The knowledge base is one of the key components in VIRTUOSO. The knowledge base is created apriori with general domain knowledge and is updated with knowledge extracted in the data pre-processing stage.

To being able to use the data repository created in the pre-processing stage, an import/export component is available at the processing stage. During importing, data may be manually or semi-manually validated to ensure that no irrelevant or dubious data is introduced in the knowledge base.

3 The Decision Support System

The decision support system of VIRTUOSO is one of its key components. The purpose of the DSS is to provide intelligence analysts with a set of software components that can be used to extract and store knowledge and to visualize, analyze, process and mine data of various types.

One of the main benefits of using DSS in applications such as VIRTUOSO is to improve the decision making process of analysts in making more informed and effective decisions. For instance, DSS provide analysts with apriori knowledge about certain types of crimes and organizations. Using this knowledge, and the data available for a current situation or event, analysts can look a different views of the data and look for patterns and trends that may help them to asses the importance of the situation or event. Analysts can also look at how participants in an event are related to each other (i.e. their social network) to determine how important these individuals are within the social network.

However, given that domain scenarios for criminal investigations are different, expert analysts must decide which components of a DSS should be applied in each particular case.

VIRTUOSO’s decision support system consists of a variety of software components. Figure 2 shows a high level view of the data processing and decision support components of VIRTUOSO on the SOA platform.

Fig. 2
figure 2

Data processing, knowledge base and decision support system

The portal allows users to interact with the DSS. The knowledge base stores apriori knowledge in the form of ontologies and knowledge extracted from open source documents. The knowledge base is also part of the decision support system contained in VIRTUOSO. The data processing stage and the decision support system, share the same SOA-based Weblab infrastructure.

Some of the components that are part of the processing stage in the DSS, can be applied to process documents, directly to data or to both data and documents. For instance, the components that can be applied to documents are: metadata viewer, source assessment, geographical search, multimedia and text search, trend analysis, social media topic, sentiment monitor and semantic search.

The components that can be applied to data are: graph viewer, tabular viewer, graphical SPARQL querying, rule editor, entity editor, similarity of entities, similarity of strings, semantic analysis, and social network analysis component.

Finally, the components that can be applied to both data and documents are: dashboard visualization, knowledge browser, centipede and traceability component.

All these components allow the analyst to perform a wide variety of tasks, from querying semantic knowledge bases, to the visualization and processing of different types of graphs, data and documents. Some of the software components available in VIRTUOSO’s decision support system are not used directly by the analyst, but instead, they provide services to other components in the system.

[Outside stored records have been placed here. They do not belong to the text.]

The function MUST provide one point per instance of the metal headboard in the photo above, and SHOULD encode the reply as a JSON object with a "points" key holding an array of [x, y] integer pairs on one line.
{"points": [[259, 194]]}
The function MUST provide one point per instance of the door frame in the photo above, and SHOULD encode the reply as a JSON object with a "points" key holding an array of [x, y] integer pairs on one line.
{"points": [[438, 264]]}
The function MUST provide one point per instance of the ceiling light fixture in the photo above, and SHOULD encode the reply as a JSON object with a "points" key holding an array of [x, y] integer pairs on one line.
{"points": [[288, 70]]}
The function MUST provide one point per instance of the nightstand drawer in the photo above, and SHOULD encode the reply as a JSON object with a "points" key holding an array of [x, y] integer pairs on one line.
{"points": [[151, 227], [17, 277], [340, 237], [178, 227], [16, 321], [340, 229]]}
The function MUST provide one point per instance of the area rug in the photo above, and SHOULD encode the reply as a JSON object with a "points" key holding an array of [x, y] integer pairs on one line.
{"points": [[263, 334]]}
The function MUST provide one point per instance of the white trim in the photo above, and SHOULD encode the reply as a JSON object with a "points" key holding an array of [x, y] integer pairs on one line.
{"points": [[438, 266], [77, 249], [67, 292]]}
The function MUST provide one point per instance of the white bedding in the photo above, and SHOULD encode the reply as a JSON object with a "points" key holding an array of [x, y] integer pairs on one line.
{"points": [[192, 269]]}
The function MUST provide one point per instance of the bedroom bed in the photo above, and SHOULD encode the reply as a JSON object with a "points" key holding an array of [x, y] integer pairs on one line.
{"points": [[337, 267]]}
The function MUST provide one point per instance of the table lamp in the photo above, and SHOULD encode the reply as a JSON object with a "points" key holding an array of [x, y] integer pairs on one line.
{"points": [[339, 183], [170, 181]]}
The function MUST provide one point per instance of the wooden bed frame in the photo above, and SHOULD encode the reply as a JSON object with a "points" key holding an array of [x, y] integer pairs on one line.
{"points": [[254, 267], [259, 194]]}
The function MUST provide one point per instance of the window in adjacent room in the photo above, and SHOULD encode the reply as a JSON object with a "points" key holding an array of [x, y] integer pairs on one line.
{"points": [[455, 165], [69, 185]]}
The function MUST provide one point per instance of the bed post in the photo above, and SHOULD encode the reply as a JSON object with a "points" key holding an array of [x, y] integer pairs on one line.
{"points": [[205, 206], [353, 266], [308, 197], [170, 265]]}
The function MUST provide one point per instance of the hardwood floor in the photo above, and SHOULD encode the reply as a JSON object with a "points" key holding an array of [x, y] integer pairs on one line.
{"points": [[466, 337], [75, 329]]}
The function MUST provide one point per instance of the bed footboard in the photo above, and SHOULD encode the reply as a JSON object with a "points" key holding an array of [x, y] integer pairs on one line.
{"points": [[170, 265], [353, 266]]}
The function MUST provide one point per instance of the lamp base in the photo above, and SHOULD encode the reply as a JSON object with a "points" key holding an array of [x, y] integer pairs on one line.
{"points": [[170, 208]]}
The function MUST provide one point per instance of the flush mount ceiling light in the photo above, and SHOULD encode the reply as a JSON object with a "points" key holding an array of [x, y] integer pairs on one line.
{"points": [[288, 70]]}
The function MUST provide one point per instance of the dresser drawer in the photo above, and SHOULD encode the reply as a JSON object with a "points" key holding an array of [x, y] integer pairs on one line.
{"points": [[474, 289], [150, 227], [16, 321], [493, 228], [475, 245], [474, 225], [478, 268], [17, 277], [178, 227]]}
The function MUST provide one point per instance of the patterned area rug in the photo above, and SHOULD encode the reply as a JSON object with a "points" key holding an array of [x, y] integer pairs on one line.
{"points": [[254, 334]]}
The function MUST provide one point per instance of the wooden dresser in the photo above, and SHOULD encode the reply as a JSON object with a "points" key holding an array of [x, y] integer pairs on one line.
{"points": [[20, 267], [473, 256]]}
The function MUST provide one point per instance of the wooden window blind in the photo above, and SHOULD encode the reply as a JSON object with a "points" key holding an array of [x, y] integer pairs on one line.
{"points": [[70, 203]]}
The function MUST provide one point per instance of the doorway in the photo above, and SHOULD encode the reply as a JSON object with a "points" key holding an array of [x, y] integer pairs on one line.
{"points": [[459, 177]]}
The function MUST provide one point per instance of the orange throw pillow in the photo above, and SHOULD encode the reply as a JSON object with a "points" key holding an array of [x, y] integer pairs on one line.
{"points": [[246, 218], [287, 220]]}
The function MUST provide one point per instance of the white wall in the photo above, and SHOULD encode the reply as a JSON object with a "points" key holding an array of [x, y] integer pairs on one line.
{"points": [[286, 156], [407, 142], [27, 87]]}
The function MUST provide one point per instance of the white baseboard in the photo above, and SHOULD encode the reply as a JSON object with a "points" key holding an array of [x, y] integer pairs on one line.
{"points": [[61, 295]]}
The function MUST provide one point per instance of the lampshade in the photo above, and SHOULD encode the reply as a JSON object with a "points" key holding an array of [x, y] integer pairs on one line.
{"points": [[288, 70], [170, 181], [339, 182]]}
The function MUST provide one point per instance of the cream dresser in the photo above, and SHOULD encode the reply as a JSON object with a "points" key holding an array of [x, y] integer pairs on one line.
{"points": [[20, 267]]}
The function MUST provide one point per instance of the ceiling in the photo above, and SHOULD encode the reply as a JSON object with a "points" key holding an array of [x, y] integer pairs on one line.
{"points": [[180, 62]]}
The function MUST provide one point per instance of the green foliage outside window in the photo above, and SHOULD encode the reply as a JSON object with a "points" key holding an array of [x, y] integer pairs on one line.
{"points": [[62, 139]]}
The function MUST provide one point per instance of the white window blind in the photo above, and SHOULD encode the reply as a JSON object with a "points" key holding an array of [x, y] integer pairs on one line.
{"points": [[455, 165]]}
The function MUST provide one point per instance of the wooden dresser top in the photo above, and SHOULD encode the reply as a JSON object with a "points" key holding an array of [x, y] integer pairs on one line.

All the components work seamlessly together on Weblab’s SOA platform.

Due to the wide variety of components that are available in the DSS of VIRTUOSO, it is not possible to describe all of them in detail. Thus, in the rest of the chapter we will describe a few of the most representative components in the DSS. The documentation of the VIRTUOSO project contains a detailed description of the rest of the components [3] that were briefly mentioned in previous paragraphs.

3.1 Knowledge Base, Fusion and Uncertainty Management

One of the key components in VIRTUOSO’s DSS is its knowledge base. The knowledge base comprises ontological knowledge (conceptual and geographic) and operational knowledge (factual).

The ontological knowledge consists of the known existing relationships among the concepts employed in the intelligence domain. The knowledge base contains several ontologies about general knowledge and specialized knowledge about the domains of criminal and intelligence analysis.

Ontological knowledge is represented as triples in the form (predicate, subject, object) or (p,s,o) for short, as specified in the resource description framework (RDF) schema. Internally the knowledge base employs a slightly different format based on RDF.

Semantic knowledge in VIRTUOSO may be introduced in the knowledge base either manually for highly specialized domains or in an automatic or semiautomatic way for other types of domains. For instance, part of the ontological knowledge included in VIRTUOSO is imported from existing ontology resources. However, to use these or other existing ontology resources a process of semantic disambiguation and fusion of information is performed.

The fusion component in VIRTUOSO merges two graph structures, using an operation called “maximal joint”. This method was originally proposed to fuse conceptual graphs in [4]. However, in VIRTUOSO the maximal joint heuristic was applied to semantic graphs.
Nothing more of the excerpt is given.